Upper Crescent also saw further development in the 1860s and 1870s. Two large properties designed by William Hastings were erected at the west end in 1869, one of which — Crescent House, now the Bank of Ireland — also fronted University Road. In 1878–79 two further houses were added on the ground between those of 1869. Between 1885 and 1887 the large Presbyterian church, now the Crescent Church, was erected to plans by Glasgow architect John Bennie Wilson on the west side of Corry's former garden. In 1898 a two-storey terrace, the present Crescent Gardens, was built on the site of smaller garden plots at the east end.
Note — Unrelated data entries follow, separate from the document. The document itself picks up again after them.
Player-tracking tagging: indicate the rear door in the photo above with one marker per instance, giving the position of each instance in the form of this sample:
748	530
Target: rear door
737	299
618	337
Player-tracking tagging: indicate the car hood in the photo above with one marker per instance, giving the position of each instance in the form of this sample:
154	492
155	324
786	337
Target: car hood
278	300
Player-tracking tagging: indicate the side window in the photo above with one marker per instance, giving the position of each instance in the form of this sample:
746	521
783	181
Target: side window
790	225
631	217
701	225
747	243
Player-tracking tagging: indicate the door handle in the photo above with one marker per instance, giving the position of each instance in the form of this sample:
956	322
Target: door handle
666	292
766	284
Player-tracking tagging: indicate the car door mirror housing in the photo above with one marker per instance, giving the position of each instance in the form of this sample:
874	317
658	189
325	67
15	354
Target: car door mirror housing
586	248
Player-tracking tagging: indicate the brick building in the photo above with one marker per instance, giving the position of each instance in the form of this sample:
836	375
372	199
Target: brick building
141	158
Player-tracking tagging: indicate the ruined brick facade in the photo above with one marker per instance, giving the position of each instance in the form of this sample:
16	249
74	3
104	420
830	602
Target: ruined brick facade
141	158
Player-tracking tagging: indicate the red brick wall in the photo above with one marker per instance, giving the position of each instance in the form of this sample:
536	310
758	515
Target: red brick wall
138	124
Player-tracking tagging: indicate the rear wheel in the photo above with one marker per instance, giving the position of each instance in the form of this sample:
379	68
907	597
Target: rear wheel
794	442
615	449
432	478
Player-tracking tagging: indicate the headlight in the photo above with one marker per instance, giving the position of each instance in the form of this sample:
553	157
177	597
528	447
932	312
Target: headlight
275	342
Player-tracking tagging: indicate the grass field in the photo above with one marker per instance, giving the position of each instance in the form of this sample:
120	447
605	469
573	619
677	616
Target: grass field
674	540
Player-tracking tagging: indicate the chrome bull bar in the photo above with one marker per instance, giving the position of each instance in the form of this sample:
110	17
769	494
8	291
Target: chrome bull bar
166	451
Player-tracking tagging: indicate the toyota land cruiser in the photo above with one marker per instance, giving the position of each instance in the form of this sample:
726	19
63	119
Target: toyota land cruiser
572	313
During the first half of the 20th century most properties in Upper and Lower Crescent and in Crescent Gardens remained private dwellings, but by 1960 many had been converted to business use or divided into flats, with the former Rivoli House — later known as Dreenagh House — becoming the Regency Hotel. This process continued, and by the early 21st century none remained in private residential occupation. In the mid 1990s three of the 1860s to 1870s houses at the west end of Upper Crescent were demolished and replaced by a modern office block. In 2000 the railway cutting to the south of Lower Crescent was built over in preparation for a new development.
The school building itself was designed by Young & McKenzie for Ladies Collegiate, the first seriously academic school for girls in Ireland, founded by Margaret Byers, a pioneer of women's education. In the jubilee year of 1887, Queen Victoria decreed that the institution should thenceforth be called Victoria College and School. The school remained on the premises until the early 1970s, when it relocated to new premises in south Belfast. After lying vacant for some years, the building was leased in 1978 by the Crescent Youth Resource Centre. Owing to the lack of arts provision in the area, the centre gradually moved towards arts-based activities and became a fully fledged arts centre in 1984, acquiring the property outright in 1988.
Originally the west end of the building housed the headmistress's residence, and to the north side there appears to have been a rear garden. The large gymnasium block was added later, approximately between 1910 and 1920, on the site of that garden. At the time of the listing record, an extensive programme of restoration and refurbishment was at an advanced stage of planning.